Despite a fairly large sample size and selection of sample across age and socioeconomic categories (the adolescents, ages 10–15 years were recruited from both private and public schools in Mumbai), our study has a few limitations that must be considered while interpreting the results. Most importantly, the study sites were selected using the convenience sampling method and the study design was cross-sectional, both of which may have limited the generalizability of the findings and temporal associations between screen time and lifestyle behaviors in adolescents. Due to the ongoing pandemic-induced closure of educational institutes in India since late March 2020, conducting an in-person survey was not feasible. So, we had to conduct an online survey to collect data, which may have introduced a selection bias. Also, the variables were self-reported by the adolescents so can be subject to overestimation/underestimation. Investigating the lifestyle behaviors and risk of depression between adolescents who use ST predominantly for leisure vs school work may help design targeted strategies and evaluating these behaviors across diverse settings (rural and urban), geographical regions, and age categories can guide the development of appropriate health-promoting policies and designing of culturally relevant interventions for improving the physical and mental wellbeing of adolescents in India as elsewhere.
Conclusions
The present study brought forth a high prevalence of excessive ST, physical inactivity, and poor sleep quality in 10–15 years old Indian adolescents during the ongoing COVID-19 pandemic. Moreover, the results revealed that a greater time spent using screens was associated with a higher engagement in unhealthy eating behaviors, lower PA levels, and increased sleep disturbances in adolescents. It is difficult to predict if these transient behaviors will continue to persist post-pandemic. Nevertheless, amid continued national school closures, the extended screen time and its impact on adolescents’ lifestyle behaviors need to be managed effectively. Using screens to involve adolescents in active play, harnessing mobile applications and digital platforms to provide nutrition, PA, and mental health counseling, and involving social media to raise public awareness about adverse health consequences of excess ST present expedient opportunities to support the educational and entertainment needs of adolescents whilst ensuring optimum physical, sleep, and mental health during the pandemic. Proactive parental support for fostering a tighter control on the screen usage, being role models for appropriate ST and PA engagement, ensuring stringent monitoring of adolescents’ diet and sleep routines, and prioritizing an early identification of anxiety and depression symptoms in adolescents may add further leverage.
Acknowledgments
The authors would like to acknowledge Ms.
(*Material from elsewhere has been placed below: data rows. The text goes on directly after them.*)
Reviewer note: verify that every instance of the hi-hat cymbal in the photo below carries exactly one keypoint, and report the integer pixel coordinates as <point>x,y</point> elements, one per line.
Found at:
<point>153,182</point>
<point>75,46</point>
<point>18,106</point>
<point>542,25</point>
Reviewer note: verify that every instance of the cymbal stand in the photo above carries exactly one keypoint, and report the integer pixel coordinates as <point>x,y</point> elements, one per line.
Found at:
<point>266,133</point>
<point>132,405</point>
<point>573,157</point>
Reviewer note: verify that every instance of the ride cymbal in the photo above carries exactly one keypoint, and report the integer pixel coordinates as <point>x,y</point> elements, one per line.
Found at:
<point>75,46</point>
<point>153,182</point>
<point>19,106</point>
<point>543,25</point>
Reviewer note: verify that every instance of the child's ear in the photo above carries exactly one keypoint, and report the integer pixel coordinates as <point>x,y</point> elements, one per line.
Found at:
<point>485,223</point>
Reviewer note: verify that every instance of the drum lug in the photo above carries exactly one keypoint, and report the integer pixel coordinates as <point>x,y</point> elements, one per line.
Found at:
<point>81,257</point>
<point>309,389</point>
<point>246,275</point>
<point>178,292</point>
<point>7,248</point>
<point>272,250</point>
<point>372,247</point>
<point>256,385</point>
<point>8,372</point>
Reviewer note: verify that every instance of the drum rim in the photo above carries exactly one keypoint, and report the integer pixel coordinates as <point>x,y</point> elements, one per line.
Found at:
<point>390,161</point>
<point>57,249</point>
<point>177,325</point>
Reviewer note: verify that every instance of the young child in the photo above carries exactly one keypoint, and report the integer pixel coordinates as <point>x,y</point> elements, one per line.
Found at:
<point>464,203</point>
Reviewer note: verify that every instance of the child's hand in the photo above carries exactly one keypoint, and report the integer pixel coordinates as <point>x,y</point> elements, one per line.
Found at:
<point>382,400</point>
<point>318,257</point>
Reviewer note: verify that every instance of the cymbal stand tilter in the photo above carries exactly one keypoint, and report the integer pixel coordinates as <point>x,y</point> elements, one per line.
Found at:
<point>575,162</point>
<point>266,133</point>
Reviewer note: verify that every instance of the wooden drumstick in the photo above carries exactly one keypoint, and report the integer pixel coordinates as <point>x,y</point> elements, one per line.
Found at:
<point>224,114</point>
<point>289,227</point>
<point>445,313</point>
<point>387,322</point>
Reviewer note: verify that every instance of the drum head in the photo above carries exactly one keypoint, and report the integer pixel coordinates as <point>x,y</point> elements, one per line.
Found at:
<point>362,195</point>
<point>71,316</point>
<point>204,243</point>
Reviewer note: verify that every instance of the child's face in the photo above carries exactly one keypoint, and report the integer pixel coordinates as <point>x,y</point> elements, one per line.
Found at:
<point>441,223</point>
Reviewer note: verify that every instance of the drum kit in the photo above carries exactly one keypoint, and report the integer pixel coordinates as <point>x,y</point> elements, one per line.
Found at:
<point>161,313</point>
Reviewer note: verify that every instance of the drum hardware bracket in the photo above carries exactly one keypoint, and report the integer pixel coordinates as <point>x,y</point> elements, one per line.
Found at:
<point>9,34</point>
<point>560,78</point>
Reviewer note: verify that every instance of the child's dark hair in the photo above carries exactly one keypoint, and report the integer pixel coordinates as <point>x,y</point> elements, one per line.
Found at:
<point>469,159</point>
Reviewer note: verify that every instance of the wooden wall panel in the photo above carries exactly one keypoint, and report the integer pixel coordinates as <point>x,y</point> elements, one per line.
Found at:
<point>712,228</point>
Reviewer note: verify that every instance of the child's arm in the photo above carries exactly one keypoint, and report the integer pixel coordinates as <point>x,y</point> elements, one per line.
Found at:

Apurva Agashe for her assistance with the statistical analysis of the data and the heads and/supervisors of schools for providing permission to conduct the study for their students. The authors are thankful to the research team that worked diligently to ensure data quality and the participants of the study for their valuable inputs and cooperation.
Data Availability
All relevant data are available on Figshare (DOIs: 10.6084/m9.figshare.16934107 and 10.6084/m9.figshare.15077496).
Funding Statement
The authors received no specific funding for this work.